Today I felt very restless. I couldn’t figure out why. I thought about it for a while and all I could think about were my kiddos. I took Friday off because I wasn’t in town and that means I haven’t seen them in 3 days. I think my restlessness is because I honestly miss them. In moments where I feel uncertainty and unsure of where I am in my life and what I’m doing are immediately replaced with thoughts of the 16 children I wake up for every single day. I have these funny moments where I laugh at myself that I think I should share.
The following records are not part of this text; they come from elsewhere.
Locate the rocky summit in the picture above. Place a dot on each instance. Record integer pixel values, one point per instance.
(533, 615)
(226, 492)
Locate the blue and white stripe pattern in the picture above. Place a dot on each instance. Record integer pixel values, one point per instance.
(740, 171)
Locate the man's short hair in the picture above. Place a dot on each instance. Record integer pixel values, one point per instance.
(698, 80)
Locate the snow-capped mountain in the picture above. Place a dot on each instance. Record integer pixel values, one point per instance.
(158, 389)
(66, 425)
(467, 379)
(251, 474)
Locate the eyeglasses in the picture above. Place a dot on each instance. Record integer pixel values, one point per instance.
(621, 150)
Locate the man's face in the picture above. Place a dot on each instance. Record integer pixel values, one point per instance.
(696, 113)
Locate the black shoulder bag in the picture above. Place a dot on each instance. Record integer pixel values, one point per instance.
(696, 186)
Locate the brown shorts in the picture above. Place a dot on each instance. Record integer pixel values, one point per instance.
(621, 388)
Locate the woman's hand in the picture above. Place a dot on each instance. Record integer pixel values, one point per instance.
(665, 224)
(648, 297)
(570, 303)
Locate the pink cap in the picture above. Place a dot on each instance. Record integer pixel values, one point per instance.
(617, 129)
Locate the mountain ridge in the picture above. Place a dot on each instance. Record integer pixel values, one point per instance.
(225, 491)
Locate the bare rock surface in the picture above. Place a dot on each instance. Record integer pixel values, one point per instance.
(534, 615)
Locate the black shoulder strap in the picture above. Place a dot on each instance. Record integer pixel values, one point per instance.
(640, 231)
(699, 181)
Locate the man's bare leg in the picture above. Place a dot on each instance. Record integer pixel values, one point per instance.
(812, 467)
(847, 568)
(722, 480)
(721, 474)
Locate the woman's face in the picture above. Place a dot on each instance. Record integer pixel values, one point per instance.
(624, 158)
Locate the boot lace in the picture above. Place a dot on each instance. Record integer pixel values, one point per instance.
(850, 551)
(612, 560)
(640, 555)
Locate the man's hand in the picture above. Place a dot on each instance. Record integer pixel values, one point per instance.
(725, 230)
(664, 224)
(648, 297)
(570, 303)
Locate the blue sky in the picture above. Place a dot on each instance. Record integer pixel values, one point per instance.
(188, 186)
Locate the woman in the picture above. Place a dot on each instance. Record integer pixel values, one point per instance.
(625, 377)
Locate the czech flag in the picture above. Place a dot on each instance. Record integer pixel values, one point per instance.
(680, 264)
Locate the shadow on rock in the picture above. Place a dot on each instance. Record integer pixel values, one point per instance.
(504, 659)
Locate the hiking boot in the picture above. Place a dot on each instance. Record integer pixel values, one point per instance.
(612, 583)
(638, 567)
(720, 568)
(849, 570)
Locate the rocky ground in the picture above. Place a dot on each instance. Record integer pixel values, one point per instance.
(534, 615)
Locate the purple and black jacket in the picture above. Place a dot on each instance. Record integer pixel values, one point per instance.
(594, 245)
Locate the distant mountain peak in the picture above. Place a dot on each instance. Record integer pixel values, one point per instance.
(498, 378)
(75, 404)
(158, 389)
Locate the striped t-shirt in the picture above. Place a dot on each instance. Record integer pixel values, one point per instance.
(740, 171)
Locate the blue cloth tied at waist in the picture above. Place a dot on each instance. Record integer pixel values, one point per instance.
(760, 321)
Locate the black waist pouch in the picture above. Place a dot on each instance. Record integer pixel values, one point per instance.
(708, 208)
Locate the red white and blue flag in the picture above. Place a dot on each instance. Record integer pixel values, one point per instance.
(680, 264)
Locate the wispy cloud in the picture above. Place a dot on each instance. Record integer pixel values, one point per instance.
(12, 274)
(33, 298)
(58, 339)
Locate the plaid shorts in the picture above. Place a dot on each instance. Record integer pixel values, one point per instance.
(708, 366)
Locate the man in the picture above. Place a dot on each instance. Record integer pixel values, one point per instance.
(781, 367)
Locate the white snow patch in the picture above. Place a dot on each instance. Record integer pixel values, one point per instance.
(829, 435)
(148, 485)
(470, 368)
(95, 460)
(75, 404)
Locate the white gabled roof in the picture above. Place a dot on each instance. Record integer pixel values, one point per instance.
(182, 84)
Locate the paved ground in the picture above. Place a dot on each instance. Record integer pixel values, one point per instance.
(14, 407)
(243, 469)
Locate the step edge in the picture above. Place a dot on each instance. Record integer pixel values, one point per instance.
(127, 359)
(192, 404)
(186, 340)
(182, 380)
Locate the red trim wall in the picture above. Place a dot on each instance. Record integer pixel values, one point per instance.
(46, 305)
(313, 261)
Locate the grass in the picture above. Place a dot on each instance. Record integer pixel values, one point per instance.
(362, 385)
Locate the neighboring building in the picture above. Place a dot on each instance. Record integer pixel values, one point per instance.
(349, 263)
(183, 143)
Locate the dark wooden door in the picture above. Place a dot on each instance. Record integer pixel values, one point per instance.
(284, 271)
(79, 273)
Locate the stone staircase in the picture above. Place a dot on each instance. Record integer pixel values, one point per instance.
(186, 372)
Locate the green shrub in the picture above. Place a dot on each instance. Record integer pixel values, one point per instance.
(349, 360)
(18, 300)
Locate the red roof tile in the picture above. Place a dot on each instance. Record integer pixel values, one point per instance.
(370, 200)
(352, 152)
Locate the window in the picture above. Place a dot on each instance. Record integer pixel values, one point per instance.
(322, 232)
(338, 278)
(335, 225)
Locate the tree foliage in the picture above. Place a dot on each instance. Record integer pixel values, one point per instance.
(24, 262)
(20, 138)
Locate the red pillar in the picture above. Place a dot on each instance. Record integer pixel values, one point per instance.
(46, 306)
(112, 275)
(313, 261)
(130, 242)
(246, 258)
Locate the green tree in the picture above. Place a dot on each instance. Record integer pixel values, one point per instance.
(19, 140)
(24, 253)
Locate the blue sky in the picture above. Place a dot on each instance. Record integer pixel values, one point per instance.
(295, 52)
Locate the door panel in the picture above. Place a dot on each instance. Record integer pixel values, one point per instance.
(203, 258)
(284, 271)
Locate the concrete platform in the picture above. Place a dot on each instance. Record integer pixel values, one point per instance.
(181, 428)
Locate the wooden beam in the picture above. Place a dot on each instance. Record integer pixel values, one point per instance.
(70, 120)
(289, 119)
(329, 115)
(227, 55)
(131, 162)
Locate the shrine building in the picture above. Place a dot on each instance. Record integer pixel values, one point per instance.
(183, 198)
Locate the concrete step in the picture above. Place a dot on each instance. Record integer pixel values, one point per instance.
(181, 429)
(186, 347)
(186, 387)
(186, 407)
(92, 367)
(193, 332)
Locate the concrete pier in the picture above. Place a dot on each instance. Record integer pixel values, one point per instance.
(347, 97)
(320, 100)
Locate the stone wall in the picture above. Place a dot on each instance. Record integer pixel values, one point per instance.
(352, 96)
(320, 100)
On Friday, my coteacher sent me a picture of my kiddos and it said, “we miss you ms. Helmick!” I laughed, and then teared up a little…I set my phone down and then picked it up to count how many students were in the picture…there were 16! This is funny because even though I wasn’t there that day, I so badly wanted all 16 of my babies to be at school. We are trying so hard for perfect attendance and we are starting to accomplish it! I had to laugh at myself because 6 months ago I could have begged to have one or two students absent to help relieve me from the stress of being by myself in a classroom all day. Now, I am begging them all to be there every single day and I get mad at myself when they miss because I feel like I could have done something, even when I probably couldn’t!
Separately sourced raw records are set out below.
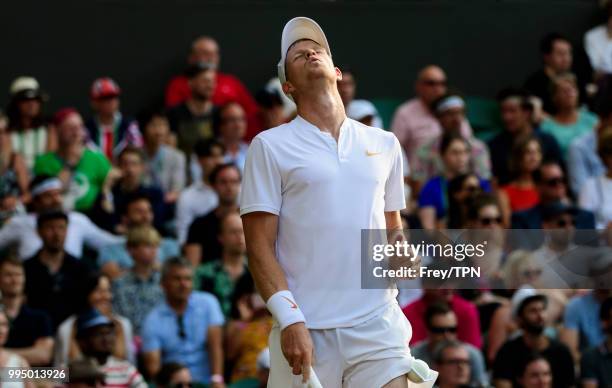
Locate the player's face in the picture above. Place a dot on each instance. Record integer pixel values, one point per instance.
(307, 61)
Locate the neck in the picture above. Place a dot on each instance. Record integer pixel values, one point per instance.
(324, 110)
(199, 106)
(151, 147)
(106, 118)
(178, 305)
(71, 153)
(12, 303)
(535, 342)
(143, 271)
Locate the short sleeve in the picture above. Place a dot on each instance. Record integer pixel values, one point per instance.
(394, 187)
(262, 184)
(571, 315)
(150, 340)
(215, 313)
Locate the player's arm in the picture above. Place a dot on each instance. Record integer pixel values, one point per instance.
(260, 231)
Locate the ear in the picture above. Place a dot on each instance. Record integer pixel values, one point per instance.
(288, 88)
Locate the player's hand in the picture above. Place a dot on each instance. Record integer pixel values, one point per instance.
(297, 348)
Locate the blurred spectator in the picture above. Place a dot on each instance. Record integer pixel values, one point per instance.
(263, 367)
(246, 335)
(528, 307)
(31, 334)
(598, 43)
(468, 324)
(10, 359)
(582, 327)
(347, 87)
(96, 337)
(516, 115)
(82, 171)
(132, 166)
(228, 88)
(452, 361)
(115, 258)
(46, 196)
(141, 282)
(520, 193)
(535, 373)
(596, 364)
(441, 324)
(271, 108)
(220, 275)
(173, 375)
(185, 328)
(165, 166)
(14, 174)
(568, 121)
(199, 198)
(54, 278)
(550, 182)
(230, 125)
(414, 122)
(192, 120)
(433, 200)
(202, 245)
(30, 135)
(582, 160)
(450, 113)
(596, 192)
(85, 373)
(108, 129)
(95, 302)
(557, 58)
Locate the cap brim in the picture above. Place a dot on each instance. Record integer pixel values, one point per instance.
(297, 29)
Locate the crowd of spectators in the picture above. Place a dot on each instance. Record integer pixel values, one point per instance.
(123, 256)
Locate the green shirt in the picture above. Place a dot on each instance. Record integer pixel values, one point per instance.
(212, 277)
(87, 178)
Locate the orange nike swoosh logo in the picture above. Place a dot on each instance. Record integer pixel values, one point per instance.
(293, 305)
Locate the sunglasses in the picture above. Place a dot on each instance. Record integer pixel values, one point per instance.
(433, 82)
(486, 221)
(443, 329)
(182, 385)
(181, 325)
(562, 223)
(553, 182)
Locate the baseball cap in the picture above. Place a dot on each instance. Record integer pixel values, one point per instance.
(522, 296)
(104, 87)
(25, 88)
(90, 319)
(299, 28)
(358, 109)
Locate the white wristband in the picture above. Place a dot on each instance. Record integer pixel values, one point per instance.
(283, 307)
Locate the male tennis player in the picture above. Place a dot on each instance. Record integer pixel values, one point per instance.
(310, 187)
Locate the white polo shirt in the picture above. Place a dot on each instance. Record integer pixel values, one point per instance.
(324, 194)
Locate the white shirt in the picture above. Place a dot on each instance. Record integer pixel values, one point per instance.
(196, 200)
(598, 46)
(596, 196)
(324, 194)
(21, 230)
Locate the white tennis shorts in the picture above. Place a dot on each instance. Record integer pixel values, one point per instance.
(368, 355)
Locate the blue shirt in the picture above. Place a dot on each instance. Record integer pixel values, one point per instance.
(119, 254)
(434, 194)
(582, 314)
(160, 331)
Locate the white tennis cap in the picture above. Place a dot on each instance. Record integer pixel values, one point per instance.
(299, 28)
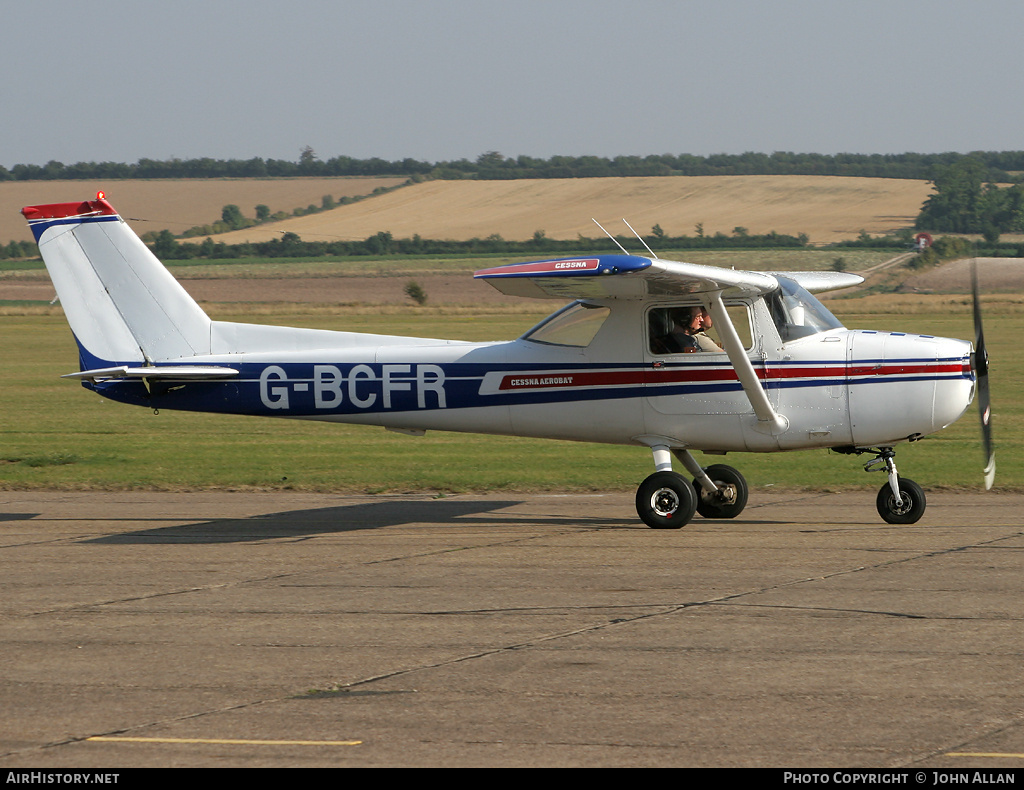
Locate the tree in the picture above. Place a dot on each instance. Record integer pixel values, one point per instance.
(232, 217)
(415, 292)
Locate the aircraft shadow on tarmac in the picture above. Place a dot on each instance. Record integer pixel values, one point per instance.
(322, 521)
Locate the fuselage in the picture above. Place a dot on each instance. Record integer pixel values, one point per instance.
(836, 387)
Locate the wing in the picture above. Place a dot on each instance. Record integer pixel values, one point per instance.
(632, 277)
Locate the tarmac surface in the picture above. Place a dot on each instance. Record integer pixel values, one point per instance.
(236, 629)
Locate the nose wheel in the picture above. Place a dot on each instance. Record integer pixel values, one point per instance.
(900, 500)
(908, 509)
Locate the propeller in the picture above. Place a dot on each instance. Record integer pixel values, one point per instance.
(981, 376)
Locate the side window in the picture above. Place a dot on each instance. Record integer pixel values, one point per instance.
(689, 329)
(574, 325)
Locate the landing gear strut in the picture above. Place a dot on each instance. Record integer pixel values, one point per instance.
(900, 500)
(667, 500)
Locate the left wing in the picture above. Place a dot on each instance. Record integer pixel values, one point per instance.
(632, 277)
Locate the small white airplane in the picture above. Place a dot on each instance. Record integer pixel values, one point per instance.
(629, 361)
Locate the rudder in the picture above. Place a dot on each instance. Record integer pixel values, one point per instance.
(122, 303)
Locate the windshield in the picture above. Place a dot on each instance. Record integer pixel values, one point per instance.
(797, 313)
(574, 325)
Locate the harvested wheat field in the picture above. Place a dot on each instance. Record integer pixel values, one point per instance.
(176, 205)
(826, 208)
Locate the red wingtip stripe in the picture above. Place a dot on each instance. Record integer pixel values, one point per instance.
(60, 210)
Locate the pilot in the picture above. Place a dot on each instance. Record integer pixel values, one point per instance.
(685, 324)
(687, 332)
(705, 343)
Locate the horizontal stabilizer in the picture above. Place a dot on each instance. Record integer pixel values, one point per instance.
(189, 372)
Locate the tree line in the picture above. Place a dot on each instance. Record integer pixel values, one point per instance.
(997, 166)
(290, 245)
(967, 201)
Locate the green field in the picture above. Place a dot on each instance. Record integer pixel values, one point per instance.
(57, 435)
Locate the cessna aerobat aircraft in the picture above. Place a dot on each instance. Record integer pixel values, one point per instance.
(628, 361)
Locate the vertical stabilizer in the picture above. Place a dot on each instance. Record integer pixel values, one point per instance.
(122, 303)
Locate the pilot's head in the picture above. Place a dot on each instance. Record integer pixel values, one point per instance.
(688, 319)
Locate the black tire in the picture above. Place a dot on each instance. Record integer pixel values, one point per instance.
(666, 501)
(730, 501)
(913, 502)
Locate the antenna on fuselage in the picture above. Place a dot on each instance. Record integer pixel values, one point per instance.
(609, 235)
(652, 254)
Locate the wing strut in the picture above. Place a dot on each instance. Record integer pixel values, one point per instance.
(769, 420)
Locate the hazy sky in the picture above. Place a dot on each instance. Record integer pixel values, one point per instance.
(121, 80)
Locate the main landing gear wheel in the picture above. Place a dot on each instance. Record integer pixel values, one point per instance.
(666, 501)
(729, 500)
(912, 507)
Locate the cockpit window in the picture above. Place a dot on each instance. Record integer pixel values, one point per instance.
(574, 325)
(797, 313)
(689, 328)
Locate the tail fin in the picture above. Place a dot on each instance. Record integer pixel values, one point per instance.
(122, 303)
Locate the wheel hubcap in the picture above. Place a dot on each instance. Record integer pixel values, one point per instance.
(906, 506)
(665, 502)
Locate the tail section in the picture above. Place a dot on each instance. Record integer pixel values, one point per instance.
(122, 303)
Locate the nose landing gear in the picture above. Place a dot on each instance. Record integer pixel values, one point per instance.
(900, 500)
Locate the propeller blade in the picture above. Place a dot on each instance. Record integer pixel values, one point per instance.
(981, 376)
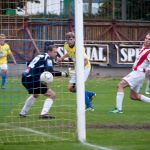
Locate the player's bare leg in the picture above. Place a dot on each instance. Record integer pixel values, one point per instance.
(28, 103)
(48, 104)
(120, 96)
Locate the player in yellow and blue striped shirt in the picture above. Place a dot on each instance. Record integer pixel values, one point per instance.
(4, 52)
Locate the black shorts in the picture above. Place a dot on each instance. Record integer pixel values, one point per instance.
(34, 86)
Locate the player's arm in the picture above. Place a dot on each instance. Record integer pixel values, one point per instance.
(60, 59)
(85, 61)
(11, 55)
(13, 58)
(50, 68)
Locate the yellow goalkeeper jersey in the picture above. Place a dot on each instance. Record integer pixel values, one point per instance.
(4, 52)
(71, 53)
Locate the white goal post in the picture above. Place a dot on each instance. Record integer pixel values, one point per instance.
(81, 129)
On Saturday, when I received my iPad, thanks Apple and TFA, I downloaded every free book and application that my pre-k students could utilize…and then showed all my friends the games and books…not everything else cool the iPad could do! I just have to laugh at myself sometimes!
It is amazing how much my life has changed over the past few months, for the better. These kids are changing me as much as I am changing them. I am the happiest and yet the poorest I have ever been but I can’t find a complaint in my body, even when I try. If you think about the negative, it will take over your life, and honestly, I just don’t have time for that!